Bardzo duże spadki cen ropy naftowej, silna wyprzedaż na rynku akcji oraz złoty, który znowu tracił na wartości do euro i franka. Turbulencje na rynkach zostały wywołane obawami o nowy wariant koronawirusa - B.1.1.529. W piątek poinformowano o pierwszym przypadku nowego wariantu w Europie.
Światowa Organizacja Zdrowia i naukowcy badają nowy, niedawno zidentyfikowany wariant koronawirusa B.1.1529, który zdaniem ekspertów jest najgroźniejszym z dotychczas odkrytych i może być odporny na szczepionki. Rządy na świecie zaostrzają ograniczenia dotyczące podróży z kilku krajów południowej Afryki.
Władze Wielkiej Brytanii, Izraela i Włoch zakazały przyjmowania lotów z sześciu afrykańskich państw: RPA, Namibii, Zimbabwe, Botswany, Lesotho i Eswatini. Również Unia Europejska proponuje wstrzymanie podróży lotniczych z południowej Afryki.
Spadek cen ropy naftowej
Informacje o nowym wariancie spowodowały znaczne spadki cen ropy naftowej w związku z obawami o kolejne lockdowny i zaburzenia w światowej gospodarce.
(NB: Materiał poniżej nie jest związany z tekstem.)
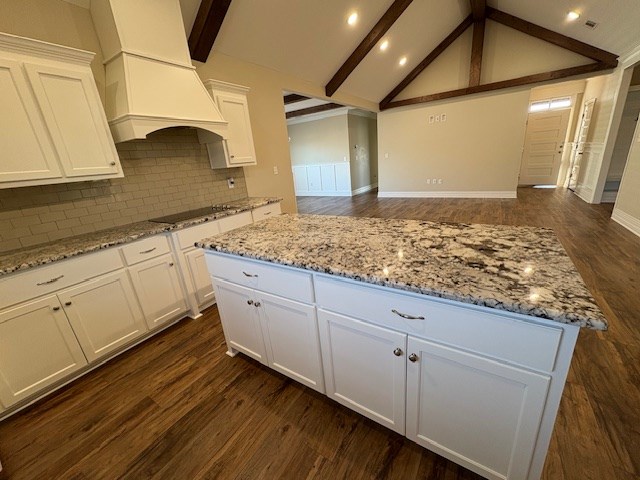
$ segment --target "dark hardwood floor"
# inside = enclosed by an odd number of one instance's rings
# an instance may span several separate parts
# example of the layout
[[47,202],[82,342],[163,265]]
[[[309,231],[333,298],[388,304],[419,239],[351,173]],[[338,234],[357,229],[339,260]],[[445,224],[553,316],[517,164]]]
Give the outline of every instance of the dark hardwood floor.
[[[583,330],[543,478],[640,478],[640,239],[564,190],[517,200],[299,198],[302,213],[555,229],[605,312]],[[0,422],[0,479],[476,479],[185,319]],[[490,439],[488,439],[490,441]]]

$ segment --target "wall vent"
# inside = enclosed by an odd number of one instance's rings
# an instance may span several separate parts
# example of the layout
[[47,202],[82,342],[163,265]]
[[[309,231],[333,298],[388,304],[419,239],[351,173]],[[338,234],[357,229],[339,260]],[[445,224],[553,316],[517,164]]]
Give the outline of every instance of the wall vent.
[[589,27],[591,30],[593,30],[594,28],[596,28],[598,26],[598,24],[596,22],[594,22],[593,20],[587,20],[586,22],[584,22],[585,27]]

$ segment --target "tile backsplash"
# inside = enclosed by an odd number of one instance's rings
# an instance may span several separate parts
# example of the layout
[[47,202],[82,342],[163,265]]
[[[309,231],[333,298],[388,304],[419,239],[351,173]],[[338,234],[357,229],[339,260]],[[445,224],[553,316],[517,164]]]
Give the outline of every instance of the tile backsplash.
[[193,129],[117,149],[124,178],[0,189],[0,252],[247,196],[242,168],[212,170]]

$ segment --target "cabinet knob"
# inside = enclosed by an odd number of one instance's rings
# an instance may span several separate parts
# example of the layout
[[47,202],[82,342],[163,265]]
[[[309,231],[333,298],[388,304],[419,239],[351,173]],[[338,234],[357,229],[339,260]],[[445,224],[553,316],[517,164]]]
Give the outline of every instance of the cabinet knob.
[[70,306],[70,305],[71,305],[71,302],[64,302],[64,304],[65,304],[65,306],[67,306],[67,307],[68,307],[68,306]]
[[253,305],[253,300],[247,300],[247,305]]
[[169,266],[170,266],[170,267],[173,267],[173,262],[169,262]]
[[411,355],[409,355],[409,360],[411,360],[412,362],[417,362],[418,361],[418,355],[416,355],[415,353],[412,353]]
[[258,308],[260,306],[260,302],[255,302],[253,305]]
[[111,165],[112,167],[116,164],[116,162],[111,162],[109,165]]
[[401,355],[402,355],[402,349],[401,349],[401,348],[396,348],[396,349],[393,351],[393,354],[394,354],[396,357],[401,356]]
[[60,307],[53,307],[54,312],[57,312],[58,310],[60,310]]
[[229,155],[229,158],[236,158],[235,155]]

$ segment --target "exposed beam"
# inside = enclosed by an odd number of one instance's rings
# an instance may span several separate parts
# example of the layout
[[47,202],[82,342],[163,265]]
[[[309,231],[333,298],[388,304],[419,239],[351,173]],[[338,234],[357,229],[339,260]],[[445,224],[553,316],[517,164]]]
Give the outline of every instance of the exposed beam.
[[384,15],[378,20],[378,23],[371,29],[371,31],[364,37],[364,40],[360,42],[360,45],[353,51],[346,62],[335,73],[333,78],[329,80],[325,87],[327,97],[330,97],[336,90],[344,83],[347,77],[355,70],[360,64],[362,59],[371,51],[371,49],[378,43],[378,41],[387,33],[387,30],[391,28],[391,25],[402,15],[407,7],[413,0],[395,0]]
[[191,58],[206,62],[231,0],[202,0],[189,35]]
[[297,93],[291,93],[289,95],[284,96],[285,105],[289,105],[290,103],[296,103],[296,102],[304,102],[305,100],[309,100],[309,97],[305,97],[304,95],[298,95]]
[[590,63],[588,65],[580,65],[578,67],[564,68],[561,70],[553,70],[551,72],[545,73],[537,73],[535,75],[527,75],[525,77],[513,78],[511,80],[487,83],[484,85],[477,85],[475,87],[460,88],[458,90],[434,93],[431,95],[424,95],[422,97],[397,100],[395,102],[389,102],[386,105],[381,104],[380,110],[388,110],[389,108],[404,107],[407,105],[416,105],[418,103],[434,102],[436,100],[443,100],[445,98],[462,97],[464,95],[471,95],[474,93],[490,92],[492,90],[500,90],[503,88],[530,85],[532,83],[546,82],[549,80],[558,80],[561,78],[573,77],[576,75],[594,73],[602,70],[610,70],[612,68],[615,68],[615,65],[609,65],[603,62]]
[[471,0],[471,15],[473,15],[474,22],[484,20],[486,10],[487,0]]
[[411,70],[411,72],[409,73],[409,75],[407,75],[406,77],[404,77],[404,79],[398,84],[396,85],[396,88],[394,88],[393,90],[391,90],[391,92],[389,92],[389,94],[384,97],[382,99],[382,101],[380,102],[380,108],[384,108],[385,105],[388,105],[389,102],[391,102],[391,100],[393,100],[394,98],[396,98],[398,96],[398,94],[404,90],[407,85],[409,85],[411,82],[413,82],[415,80],[415,78],[420,75],[420,73],[422,73],[422,71],[427,68],[429,65],[431,65],[431,63],[438,58],[438,56],[444,52],[447,47],[449,45],[451,45],[460,35],[462,35],[464,33],[464,31],[469,28],[469,26],[473,23],[473,17],[471,15],[469,15],[467,18],[465,18],[462,23],[460,23],[460,25],[458,25],[453,32],[451,32],[447,38],[445,38],[442,42],[440,42],[438,44],[438,46],[436,48],[434,48],[431,53],[429,53],[429,55],[427,55],[425,57],[424,60],[422,60],[417,67],[415,67],[413,70]]
[[471,68],[469,70],[469,86],[480,85],[482,71],[482,50],[484,48],[485,19],[473,22],[473,41],[471,43]]
[[287,118],[300,117],[301,115],[309,115],[311,113],[326,112],[327,110],[335,110],[336,108],[342,108],[344,105],[338,105],[337,103],[325,103],[323,105],[316,105],[315,107],[302,108],[300,110],[294,110],[287,112]]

Baryłka ropy West Texas Intermediate w dostawach na styczeń przed godz. 18.00 polskiego czasu kosztowała na NYMEX w Nowym Jorku 68,56 dolara, to spadek w stosunku do czwartkowego zamknięcia o ponad 12 proc.
Brent na ICE w Londynie w dostawach na styczeń była wyceniana po 73,22 dolara za baryłkę, po spadku o blisko 11 proc.
Duże spadki na giełdach
Spadki obserwowaliśmy również na giełdach. Najsłabszym z indeksów na Giełdzie Papierów Wartościowych w Warszawie okazał się WIG20, który tracąc 3,87 proc., zanotował największy dzienny spadek od sesji z 28 października 2020 roku, gdy spadł o 4,66 proc.
Warszawski Indeks Giełdowy zakończył piątkowe notowania ze spadkiem o 3,51 proc. i zamknął sesję na poziomie 66 440,82 pkt., podobnie jak WIG20 najniżej od czterech miesięcy. mWIG40 spadł o 2,9 proc. do 5252,03 pkt. - najniżej od początku października. Małe spółki zakończyły sesję najniżej od maja - spadły o 2,98 proc. do 19 807,86 pkt.
Czerwień dominowała również na innych europejskich parkietach. Niemiecki DAX spadł o 4,15 proc. francuski CAC40 tracił 4,75 proc., a hiszpański IBEX35 - 4,96. Dwuprocentowe spadki obserwowane były także w pierwszych godzinach handlu na amerykańskich giełdach.
- Od początku dnia rynkami finansowymi kieruje wiadomość odnośnie pojawienia się nowego wariantu koronawirusa, który został wykryty w RPA. Uczestnicy rynku wpadli w pewnego rodzaju panikę po informacjach, jakoby wariant wirusa miałby być bardziej zaraźliwy i odporny na szczepionki, co może zostać potwierdzone dopiero po przeprowadzeniu odpowiednich badań - powiedział analityk Michael/Ström Dom Maklerski Bartosz Wałecki.
Złoty - notowania 26.11.2021
Rynkowe zamieszanie uderzyło także w złotego. W piątek przed 18 euro kosztowało ponad 4,71 zł wobec 4,68 na otwarciu.
Wyraźnie drożał frank szwajcarski. Na parze CHF/PLN obserwowaliśmy poziom powyżej 4,51 (4,47 zł rano).
- Odreagowanie złotego, które było wynikiem wypowiedzi wspierających wartość polskiej waluty ze strony premiera oraz prezesa banku centralnego, a także podwyżek stóp procentowych w regionie Europy Środkowo-Wschodniej, okazało się krótkotrwałe - zwrócił uwagę strateg rynków walutowych w PKO BP Arkadiusz Trzciołek.
- Kurs EUR/PLN zbliżył się w piątek do szczytów z wtorku przy 4,7250 w związku z wyprzedażą walut rynków wschodzących, która została wywołana poprzez pojawienie się w Republice Południowej Afryki nowego wariantu koronawirusa, który według naukowców mógłby skutecznie omijać odpowiedź odpornościową organizmu oraz charakteryzować się większą zakaźnością - dodał.